Jarra de cerámica arcillosa y decoración
pintada (siglo X)
Nuestro «olvido» de los Omeyas de Córdoba se
acumula, tras su esplendor fascinante, sobre sus sucesivas destrucciones. Muy tocados por
la minoría de Hisam II, desde el golpe de Estado del año 1009 se abrió su imparable
colapso, saldado con la abolición de su califato, en 1031. Así, junto con ellos, se
arruinaron sus rutilantes y prestigiosos escenarios, aunque conservan aquella reverente
aureola hasta que dejan de pertenecer a al-Andalus, cuando Fernando III los conquista, en
1236. Desde esta fecha cambian de faz y hasta transforman muchos de sus nombres los
antiguos espacios omeyas. Sobre la primera asolación se añade, a partir de entonces, el
extravío de las funciones y de las formas propias de los edificios y creaciones que los
Omeyas marcaron con su brillante calidad. Incluso se quiebra y se rehúye el recuerdo.

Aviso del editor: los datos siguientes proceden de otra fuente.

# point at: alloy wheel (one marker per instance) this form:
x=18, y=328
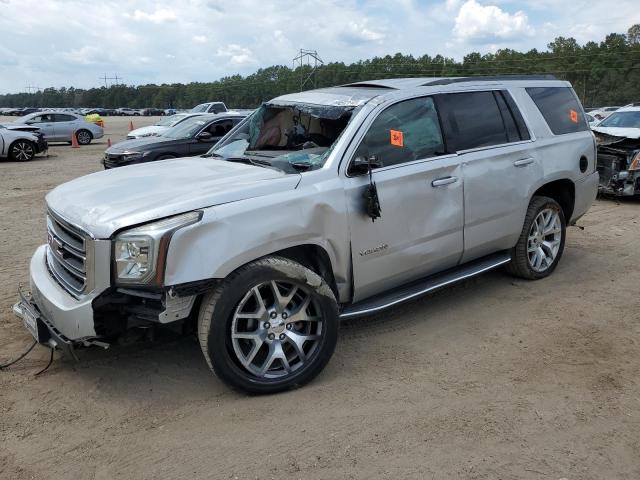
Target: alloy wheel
x=23, y=151
x=276, y=329
x=545, y=237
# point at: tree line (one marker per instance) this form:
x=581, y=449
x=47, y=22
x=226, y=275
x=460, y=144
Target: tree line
x=602, y=73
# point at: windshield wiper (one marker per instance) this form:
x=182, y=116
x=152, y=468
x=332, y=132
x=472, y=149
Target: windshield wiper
x=249, y=161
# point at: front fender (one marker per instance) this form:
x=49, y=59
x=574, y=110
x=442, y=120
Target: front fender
x=234, y=234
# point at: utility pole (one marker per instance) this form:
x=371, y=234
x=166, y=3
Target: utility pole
x=313, y=60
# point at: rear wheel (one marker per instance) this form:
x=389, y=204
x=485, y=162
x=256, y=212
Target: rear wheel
x=84, y=137
x=541, y=241
x=22, y=151
x=270, y=326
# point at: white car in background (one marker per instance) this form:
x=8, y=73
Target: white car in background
x=161, y=126
x=59, y=127
x=624, y=122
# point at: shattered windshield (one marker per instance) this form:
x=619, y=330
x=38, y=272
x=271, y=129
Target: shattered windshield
x=293, y=138
x=622, y=120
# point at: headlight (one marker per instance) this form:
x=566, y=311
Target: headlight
x=133, y=155
x=140, y=253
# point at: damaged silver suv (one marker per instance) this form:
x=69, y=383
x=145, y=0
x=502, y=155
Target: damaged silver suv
x=321, y=205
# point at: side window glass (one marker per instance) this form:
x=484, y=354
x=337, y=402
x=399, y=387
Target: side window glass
x=507, y=118
x=404, y=132
x=560, y=108
x=472, y=120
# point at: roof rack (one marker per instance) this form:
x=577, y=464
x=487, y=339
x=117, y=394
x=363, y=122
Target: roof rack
x=481, y=78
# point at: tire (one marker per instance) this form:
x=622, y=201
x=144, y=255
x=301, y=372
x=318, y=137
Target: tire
x=246, y=350
x=541, y=242
x=22, y=151
x=84, y=137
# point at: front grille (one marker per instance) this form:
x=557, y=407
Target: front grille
x=67, y=255
x=111, y=161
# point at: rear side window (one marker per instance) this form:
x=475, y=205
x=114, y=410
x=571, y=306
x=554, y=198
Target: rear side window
x=560, y=108
x=477, y=119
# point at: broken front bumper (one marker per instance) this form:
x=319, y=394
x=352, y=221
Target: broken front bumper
x=42, y=330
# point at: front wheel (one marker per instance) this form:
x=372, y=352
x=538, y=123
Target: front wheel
x=84, y=137
x=22, y=151
x=541, y=241
x=270, y=326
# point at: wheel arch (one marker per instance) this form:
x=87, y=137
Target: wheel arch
x=562, y=191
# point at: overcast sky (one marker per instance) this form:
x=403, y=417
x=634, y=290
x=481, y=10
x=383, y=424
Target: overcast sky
x=74, y=42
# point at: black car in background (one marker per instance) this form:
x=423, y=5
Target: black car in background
x=191, y=137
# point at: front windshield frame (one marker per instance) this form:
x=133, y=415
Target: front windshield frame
x=237, y=141
x=188, y=128
x=611, y=119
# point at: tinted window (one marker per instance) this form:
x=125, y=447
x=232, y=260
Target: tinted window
x=622, y=120
x=64, y=118
x=472, y=120
x=560, y=108
x=404, y=132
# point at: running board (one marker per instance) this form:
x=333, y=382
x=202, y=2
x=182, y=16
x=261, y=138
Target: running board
x=421, y=287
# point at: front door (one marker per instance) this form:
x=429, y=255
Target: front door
x=420, y=189
x=65, y=126
x=45, y=122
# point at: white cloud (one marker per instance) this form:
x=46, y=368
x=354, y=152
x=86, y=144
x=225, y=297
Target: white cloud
x=237, y=54
x=160, y=41
x=161, y=15
x=486, y=23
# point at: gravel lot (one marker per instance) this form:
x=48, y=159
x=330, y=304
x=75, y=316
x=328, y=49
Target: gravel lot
x=494, y=378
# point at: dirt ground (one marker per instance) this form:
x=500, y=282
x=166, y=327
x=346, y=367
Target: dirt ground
x=496, y=378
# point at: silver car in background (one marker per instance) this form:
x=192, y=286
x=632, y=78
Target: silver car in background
x=59, y=127
x=161, y=126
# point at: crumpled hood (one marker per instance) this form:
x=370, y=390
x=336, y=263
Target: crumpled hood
x=151, y=129
x=104, y=202
x=139, y=144
x=619, y=132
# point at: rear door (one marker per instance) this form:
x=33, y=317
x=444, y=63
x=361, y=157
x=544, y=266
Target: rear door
x=420, y=188
x=499, y=164
x=65, y=125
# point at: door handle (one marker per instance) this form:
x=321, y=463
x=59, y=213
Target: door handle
x=523, y=162
x=439, y=182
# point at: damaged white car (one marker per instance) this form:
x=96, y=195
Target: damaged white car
x=618, y=138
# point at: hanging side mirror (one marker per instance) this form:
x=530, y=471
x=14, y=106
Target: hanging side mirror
x=362, y=165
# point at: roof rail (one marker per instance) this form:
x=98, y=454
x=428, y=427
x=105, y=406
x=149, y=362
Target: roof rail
x=482, y=78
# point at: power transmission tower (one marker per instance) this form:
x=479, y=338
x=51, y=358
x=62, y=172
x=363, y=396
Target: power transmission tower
x=115, y=78
x=313, y=60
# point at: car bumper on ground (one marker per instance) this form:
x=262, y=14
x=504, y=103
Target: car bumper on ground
x=586, y=192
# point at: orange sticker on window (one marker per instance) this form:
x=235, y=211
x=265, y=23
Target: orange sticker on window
x=397, y=138
x=573, y=115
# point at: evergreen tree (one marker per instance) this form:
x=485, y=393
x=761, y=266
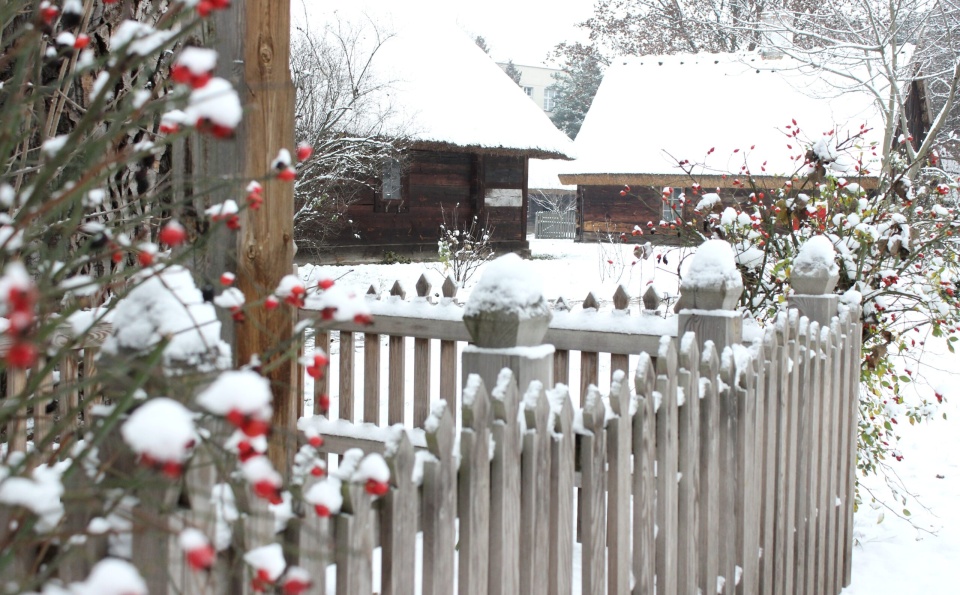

Son demasiadas destrucciones, físicas y morales,
sucesivas. Mas, por encima de todas ellas, ha aflorado invencible la huella esplendorosa
de la Córdoba omeya, y, al menos, su mezquita y su ciudad palatina de Madina Azahara se
han impuesto y resurgido a la más admirativa de las contemplaciones. Esta supervivencia
es su gran símbolo, porque sólo algo de inmensa y de definitiva calidad, como poseen
ambas, aún entreveladas y debiendo superar sus contornos, puede recobrar sus alientos y
volver a demostrar tanta belleza. Emociona comprobar cómo sus destrucciones han sido
definitivamente superadas por su radical esplendor, con una contundencia que aquí sirve
al asombro y acalla cualquier sentimentalismo, tan presente, sin embargo, en torno a los
también espléndidos vestigios de la Granada nazarí.
Nuestro antedicho «olvido» sólo es relativo.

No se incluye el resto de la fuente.